De oversteek van het Kanaal door de geallieerde armada

Operatie Neptune – Landingen in Normandië

Au large des côtes anglaises, la flotte d’invasion attend l’ordre de mouvement vers la Normandie. Photo : US National Archives

Voor de kust van Engeland wacht de invasievloot op het bevel om op te rukken naar Normandië.
Foto : US National Archives

  • Voorbereidingen voor de geallieerde oversteek van het Kanaal

Op 10 april 1944 ontvingen geallieerde marineofficieren de bevestiging van een landing in Noord-Frankrijk, en meer specifiek op de kust van Laag-Normandië. De operatie om mannen en materieel over het Kanaal te vervoeren, met de codenaam Neptunus, stond onder toezicht van de opperbevelhebber van de geallieerde vloot, admiraal Bertram Ramsay.

De oversteek van het Kanaal was een belangrijk onderdeel van Operatie Overlord. Het was een grote prestatie voor de Geallieerden die, door ervoor te zorgen dat ze veilig voor de kust van Normandië aankwamen, een grote doorn in het oog wegnamen. De potentiële valkuilen waren talrijk: slechte coördinatie tussen de flottieljes, navigatiefouten van een of meer konvooien, ontdekking van mijnenvelden, aanval door Duitse U- of E-boten, massale interventie door de Luftwaffe, schade aan een groot aantal belangrijke schepen in de armada, de toenemende kracht van de storm in het Kanaal begin juni 1944, enz. Als gevolg hiervan moest een groot aantal coördinerende maatregelen worden genomen om het hoofd te bieden aan een maximaal aantal afwijkingen en incidenten die schepen en oorlogsschepen zouden kunnen tegenkomen.

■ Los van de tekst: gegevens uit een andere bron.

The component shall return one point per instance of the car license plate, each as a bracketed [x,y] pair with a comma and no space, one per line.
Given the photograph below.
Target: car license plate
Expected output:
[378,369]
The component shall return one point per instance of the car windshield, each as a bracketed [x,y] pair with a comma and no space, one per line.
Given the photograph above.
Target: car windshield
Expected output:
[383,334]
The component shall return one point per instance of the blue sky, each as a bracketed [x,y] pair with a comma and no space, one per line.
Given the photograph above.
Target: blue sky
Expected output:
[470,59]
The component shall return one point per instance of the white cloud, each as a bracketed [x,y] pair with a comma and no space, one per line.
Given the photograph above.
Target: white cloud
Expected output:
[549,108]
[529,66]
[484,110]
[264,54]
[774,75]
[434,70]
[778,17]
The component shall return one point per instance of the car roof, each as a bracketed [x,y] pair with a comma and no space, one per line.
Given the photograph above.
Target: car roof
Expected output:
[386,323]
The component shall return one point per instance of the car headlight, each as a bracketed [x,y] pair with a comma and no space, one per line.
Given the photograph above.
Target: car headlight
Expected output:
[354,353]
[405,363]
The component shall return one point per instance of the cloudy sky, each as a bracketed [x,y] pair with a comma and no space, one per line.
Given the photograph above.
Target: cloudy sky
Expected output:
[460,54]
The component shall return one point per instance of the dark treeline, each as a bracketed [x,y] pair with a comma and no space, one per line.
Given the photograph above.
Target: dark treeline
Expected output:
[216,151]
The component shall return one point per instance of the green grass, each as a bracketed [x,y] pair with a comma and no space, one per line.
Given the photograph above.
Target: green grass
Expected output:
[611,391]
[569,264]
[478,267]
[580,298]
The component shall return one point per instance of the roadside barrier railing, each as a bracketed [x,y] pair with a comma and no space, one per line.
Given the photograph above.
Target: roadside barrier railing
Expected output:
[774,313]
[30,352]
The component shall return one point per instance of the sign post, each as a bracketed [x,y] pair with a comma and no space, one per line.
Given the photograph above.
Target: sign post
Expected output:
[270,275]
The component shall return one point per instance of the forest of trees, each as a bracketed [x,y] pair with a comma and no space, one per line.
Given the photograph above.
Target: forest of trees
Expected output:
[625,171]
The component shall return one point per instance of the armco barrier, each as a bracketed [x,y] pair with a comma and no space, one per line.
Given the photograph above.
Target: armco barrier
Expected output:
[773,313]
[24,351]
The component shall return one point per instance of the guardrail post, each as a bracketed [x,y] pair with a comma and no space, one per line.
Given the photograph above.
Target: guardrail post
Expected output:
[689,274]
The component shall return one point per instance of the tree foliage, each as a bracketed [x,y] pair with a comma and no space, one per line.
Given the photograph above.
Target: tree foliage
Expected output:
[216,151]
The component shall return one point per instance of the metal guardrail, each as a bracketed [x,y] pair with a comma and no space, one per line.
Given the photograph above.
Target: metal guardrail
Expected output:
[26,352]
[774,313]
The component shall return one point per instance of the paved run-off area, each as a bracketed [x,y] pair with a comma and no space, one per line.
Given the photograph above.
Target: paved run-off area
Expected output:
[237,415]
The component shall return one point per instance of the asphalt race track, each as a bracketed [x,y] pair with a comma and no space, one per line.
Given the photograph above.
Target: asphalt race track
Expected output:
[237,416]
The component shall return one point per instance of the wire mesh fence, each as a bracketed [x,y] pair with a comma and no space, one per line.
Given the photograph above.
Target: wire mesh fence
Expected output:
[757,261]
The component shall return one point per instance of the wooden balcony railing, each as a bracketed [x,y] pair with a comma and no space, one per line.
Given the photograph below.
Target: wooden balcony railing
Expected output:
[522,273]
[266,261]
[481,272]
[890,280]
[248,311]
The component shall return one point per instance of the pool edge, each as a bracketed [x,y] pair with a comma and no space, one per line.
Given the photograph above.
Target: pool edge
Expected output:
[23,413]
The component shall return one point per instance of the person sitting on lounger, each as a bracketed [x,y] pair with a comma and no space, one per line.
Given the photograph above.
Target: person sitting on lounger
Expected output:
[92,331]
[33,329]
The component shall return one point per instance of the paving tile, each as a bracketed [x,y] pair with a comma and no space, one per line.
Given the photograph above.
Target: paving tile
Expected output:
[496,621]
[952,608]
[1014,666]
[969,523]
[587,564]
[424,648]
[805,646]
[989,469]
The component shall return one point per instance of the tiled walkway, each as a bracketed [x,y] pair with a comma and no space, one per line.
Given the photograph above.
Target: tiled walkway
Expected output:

Admiraal Kirk voerde het bevel over de Amerikaanse sector (Task Force West): Force U (voor Utah) gestationeerd in Plymouth, en Force O (voor Omaha) gestationeerd in Portland. Wat betreft de Anglo-Frans-Canadese sector (Task Force East) had Admiraal Vian de leiding: Force S (voor Sword) gestationeerd in Portsmouth, Force G (voor Gold) gestationeerd in Southampton en Force J (voor Juno) gestationeerd op het Isle of Wight.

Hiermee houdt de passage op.